00:27:21.000 And then you've got the sort of insurgent candidacy of probably Kamala Harris, the Democratic candidate from California, who's a senator out here.
00:27:29.000 She's a terrible senator.
00:27:30.000 She was a terrible attorney general.
00:27:32.000 But she is black and she is female and she is radical.
00:27:35.000 She checks intersectionality boxes for a lot of folks on the left.
00:27:38.000 She can theoretically draw out the minority base in a way Elizabeth Warren may not be able to.
00:27:42.000 And she is good at playing the prosecutor.
00:27:45.000 And then you have the real dark horse of the race.
00:27:47.000 And that dark horse of the race would be Michael Avenatti.
00:27:49.000 So Michael Avenatti
00:27:50.000 This is what Republicans are banking on, is that the Democratic base will be driven so nuts by Trump, they just decide to go get the angriest guy on television.
00:27:57.000 And so while the rest of the country and the elites particularly are laughing at Michael Avenatti's pretensions to glory, they also laughed at Donald Trump's pretensions to glory all the way until he was president of the United States.
00:28:08.000 Michael Avenatti was on Tucker Carlson last night.
00:28:10.000 And I have to say, you know, Tucker, I thought, did a pretty funny job handling it.
00:28:16.000 It was clearly planned that this thing was going to be just a
00:28:21.000 Rock'em, sock'em robots, punching match between Tucker Carlson and Michael Avenatti.
00:28:25.000 It benefits Avenatti.
00:28:26.000 It's good for Avenatti.
00:28:27.000 It's good for Tucker, too, because the ratings are good, and because Tucker is good with interviews.
00:28:31.000 But Avenatti clearly likes these sorts of situations.
00:28:35.000 He goes into the lion's den, and that's going to be his pitch.
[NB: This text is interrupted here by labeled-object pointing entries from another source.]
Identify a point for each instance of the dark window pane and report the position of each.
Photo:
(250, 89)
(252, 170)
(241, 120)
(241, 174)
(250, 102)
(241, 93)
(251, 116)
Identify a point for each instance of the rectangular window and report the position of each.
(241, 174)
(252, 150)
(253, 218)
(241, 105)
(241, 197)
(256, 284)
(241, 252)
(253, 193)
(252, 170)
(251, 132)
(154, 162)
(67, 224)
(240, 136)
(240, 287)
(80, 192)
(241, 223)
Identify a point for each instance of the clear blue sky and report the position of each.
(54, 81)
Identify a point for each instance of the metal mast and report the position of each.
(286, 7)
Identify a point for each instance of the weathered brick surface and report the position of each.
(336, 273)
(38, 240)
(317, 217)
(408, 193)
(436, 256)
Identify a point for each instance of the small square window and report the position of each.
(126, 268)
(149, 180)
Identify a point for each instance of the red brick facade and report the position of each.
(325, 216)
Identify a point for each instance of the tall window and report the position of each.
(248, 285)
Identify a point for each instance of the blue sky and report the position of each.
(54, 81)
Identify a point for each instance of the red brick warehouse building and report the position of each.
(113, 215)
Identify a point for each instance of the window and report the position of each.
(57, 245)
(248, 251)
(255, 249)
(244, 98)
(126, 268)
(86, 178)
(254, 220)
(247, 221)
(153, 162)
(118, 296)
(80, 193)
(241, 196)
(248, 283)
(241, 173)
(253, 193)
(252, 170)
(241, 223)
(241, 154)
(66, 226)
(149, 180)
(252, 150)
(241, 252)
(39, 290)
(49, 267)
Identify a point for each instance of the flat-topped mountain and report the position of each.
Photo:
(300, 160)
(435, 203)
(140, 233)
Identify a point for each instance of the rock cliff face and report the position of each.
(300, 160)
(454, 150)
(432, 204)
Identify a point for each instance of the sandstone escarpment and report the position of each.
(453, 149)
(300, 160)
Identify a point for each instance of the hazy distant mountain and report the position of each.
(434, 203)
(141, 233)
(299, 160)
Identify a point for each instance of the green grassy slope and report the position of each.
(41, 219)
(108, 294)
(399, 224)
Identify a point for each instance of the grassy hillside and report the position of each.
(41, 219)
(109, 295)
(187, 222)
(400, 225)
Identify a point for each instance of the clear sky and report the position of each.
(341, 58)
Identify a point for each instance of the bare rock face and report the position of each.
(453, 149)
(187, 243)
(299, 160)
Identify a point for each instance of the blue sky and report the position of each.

00:28:38.000 His pitch is going to be, I'm the guy who punches hardest.
00:28:40.000 And you can see exactly how this worked last night.
00:28:42.000 So Tucker benefited from the fact that he was smacking around Avenatti.
00:28:45.000 Avenatti benefited from the fact he was punching right back at Tucker.
00:28:49.000 This sort of oppositional politics is Republicans' best hope for somebody like Avenatti to get the nomination.
00:28:54.000 So, Tucker was trolling Avenatti with all sorts of hilarious chyrons last night.
00:28:59.000 The chyron writer over at Fox News gets a raise.
00:29:02.000 The chyron said things like,
00:29:07.000 Avenatti, of course, is the lawyer for Stormy Daniels.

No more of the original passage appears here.